Governments should recognise that forced closures of sexual and reproductive health care services can be detrimental to women and girls’ lives in a number of ways. Not only does this have a direct impact on their health, it also means they are likely to obtain a lower level of education. These services should be reclassified as ‘essential’. This new classification would prioritise these services, enable girls to use the services that they need, remove stigma and ensure that girls would be able to safely re-attend schools, without the burden of health problems. Developed countries should give a greater amount of aid to developing countries and enable them to secure access to safe period products.
Domestic Pressures To Drop-Out
Alongside sexual and reproductive healthcare needs which make it difficult for women and girls to attend school, the domestic pressures placed upon them should also be recognised. as families consider the costs of their daughters’ education. Covid-19 has exacerbated the extreme poverty, economic vulnerability and crisis in places where gender disparities in education are already at its highest. As a result, more families are now forced to make trade-off decisions as to whether their daughter should attend school or work for pay.

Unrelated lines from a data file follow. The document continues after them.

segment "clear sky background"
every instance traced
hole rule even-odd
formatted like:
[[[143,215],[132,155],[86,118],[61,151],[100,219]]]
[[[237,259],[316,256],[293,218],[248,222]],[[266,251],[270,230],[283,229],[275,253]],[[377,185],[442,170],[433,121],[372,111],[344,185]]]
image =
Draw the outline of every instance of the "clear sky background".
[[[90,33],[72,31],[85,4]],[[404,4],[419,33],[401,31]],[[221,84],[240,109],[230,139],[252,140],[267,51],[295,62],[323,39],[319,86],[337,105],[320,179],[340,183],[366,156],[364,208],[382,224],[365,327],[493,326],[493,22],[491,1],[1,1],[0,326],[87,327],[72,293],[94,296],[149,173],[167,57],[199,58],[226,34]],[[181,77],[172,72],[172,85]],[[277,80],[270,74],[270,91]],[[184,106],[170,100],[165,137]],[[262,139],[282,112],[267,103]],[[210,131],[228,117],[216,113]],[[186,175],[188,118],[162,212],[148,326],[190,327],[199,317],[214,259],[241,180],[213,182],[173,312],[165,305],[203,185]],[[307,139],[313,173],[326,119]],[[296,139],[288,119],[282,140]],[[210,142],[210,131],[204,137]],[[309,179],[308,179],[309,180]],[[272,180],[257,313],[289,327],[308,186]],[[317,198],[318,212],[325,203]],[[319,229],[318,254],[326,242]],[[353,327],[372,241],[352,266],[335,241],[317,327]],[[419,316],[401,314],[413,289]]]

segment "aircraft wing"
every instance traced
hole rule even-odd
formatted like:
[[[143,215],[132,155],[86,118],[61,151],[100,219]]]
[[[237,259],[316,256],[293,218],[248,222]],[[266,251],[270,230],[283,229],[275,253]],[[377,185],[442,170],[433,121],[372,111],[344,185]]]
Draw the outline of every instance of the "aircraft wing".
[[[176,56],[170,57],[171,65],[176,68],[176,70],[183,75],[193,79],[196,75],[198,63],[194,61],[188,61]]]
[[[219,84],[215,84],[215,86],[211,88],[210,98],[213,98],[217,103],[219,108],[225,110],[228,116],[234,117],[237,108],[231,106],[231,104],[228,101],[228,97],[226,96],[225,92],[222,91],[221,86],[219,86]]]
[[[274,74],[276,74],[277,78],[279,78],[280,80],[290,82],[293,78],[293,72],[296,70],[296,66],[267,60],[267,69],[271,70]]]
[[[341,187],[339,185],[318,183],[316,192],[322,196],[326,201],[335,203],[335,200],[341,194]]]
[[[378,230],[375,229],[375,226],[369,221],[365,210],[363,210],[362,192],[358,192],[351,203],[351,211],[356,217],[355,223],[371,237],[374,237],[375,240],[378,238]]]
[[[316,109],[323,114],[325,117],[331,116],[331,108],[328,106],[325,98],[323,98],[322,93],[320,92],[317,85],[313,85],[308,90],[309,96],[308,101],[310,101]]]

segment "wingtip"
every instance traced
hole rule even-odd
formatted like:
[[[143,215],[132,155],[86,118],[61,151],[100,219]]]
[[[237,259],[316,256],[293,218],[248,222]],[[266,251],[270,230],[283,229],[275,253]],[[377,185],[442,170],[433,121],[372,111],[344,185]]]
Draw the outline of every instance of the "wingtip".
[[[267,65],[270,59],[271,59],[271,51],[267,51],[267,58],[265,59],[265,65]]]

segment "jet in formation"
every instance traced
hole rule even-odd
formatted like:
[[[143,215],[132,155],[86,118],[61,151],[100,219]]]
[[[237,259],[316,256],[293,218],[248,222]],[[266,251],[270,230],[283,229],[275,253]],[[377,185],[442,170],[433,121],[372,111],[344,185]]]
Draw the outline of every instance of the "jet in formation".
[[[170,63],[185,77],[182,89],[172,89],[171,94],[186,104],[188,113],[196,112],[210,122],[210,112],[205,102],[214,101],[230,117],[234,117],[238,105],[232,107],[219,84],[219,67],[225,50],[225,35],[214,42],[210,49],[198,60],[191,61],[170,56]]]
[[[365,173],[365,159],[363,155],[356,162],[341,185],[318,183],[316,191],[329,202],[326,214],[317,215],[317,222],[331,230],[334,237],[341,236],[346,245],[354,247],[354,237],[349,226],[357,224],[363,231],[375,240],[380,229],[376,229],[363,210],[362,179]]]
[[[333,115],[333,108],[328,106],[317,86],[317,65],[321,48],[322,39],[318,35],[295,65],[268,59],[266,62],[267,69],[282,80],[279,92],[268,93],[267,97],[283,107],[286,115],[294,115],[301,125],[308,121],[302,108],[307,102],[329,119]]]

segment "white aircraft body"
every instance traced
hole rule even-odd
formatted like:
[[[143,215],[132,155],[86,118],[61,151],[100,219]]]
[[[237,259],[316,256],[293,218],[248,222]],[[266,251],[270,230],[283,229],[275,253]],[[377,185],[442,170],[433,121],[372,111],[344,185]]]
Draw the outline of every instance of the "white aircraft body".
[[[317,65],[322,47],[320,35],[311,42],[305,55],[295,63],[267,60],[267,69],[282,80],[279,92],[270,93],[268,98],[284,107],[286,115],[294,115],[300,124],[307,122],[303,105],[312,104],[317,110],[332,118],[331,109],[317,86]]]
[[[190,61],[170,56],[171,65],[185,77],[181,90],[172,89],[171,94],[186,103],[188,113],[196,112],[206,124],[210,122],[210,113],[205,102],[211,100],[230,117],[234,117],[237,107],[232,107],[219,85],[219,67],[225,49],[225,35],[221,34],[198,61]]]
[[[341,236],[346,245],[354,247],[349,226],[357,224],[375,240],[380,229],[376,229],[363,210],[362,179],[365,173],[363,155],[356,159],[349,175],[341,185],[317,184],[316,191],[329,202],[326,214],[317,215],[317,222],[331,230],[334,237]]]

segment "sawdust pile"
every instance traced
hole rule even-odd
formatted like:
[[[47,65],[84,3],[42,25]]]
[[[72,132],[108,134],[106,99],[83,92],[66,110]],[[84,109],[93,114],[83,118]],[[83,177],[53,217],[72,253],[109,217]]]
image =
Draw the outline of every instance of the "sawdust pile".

Forced school closures means that many families can use this situation to encourage their daughters to work and provide for the family. This decision can lead to girls becoming the primary caregiver or earner for their families. Policy-makers and governments must recognise that a gendered perspective should inform a large part of their school reopening plans and try to find ways for girls to continue learning.
It is shocking how quickly terms like “childhood as motherhood”, “child marriage”, “child as breadwinner and caregiver” have become normalised in parts of the world and raises three questions. First, how did the economic situation ever come to be so dire in these countries and what can be done to improve this, so millions of girls do not suffer the same fate each year? Secondly, how could decades of progress made by bodies like the UN Girls’ Initiative and UN Women in educating girls be lost so rapidly? Thirdly, shouldn’t policymakers recognise that in developing countries where there are already large gender inequalities in education, Covid-19 will only widen the gap?
Policymakers must also recognise that gender disparities in education are a real problem and attention needs to be given to those girls in developing countries who will suffer the most. It is essential that a gendered perspective is taken to tackle both, the sexual and reproductive healthcare needs and the domestic pressures placed upon girls, in order to enable them to return safely to school. Ultimately, policymakers and governments must recognise that the economic impacts of Covid-19 are not experienced uniformly and develop their policy responses in such a way that takes account of the unique experiences of gender and poverty.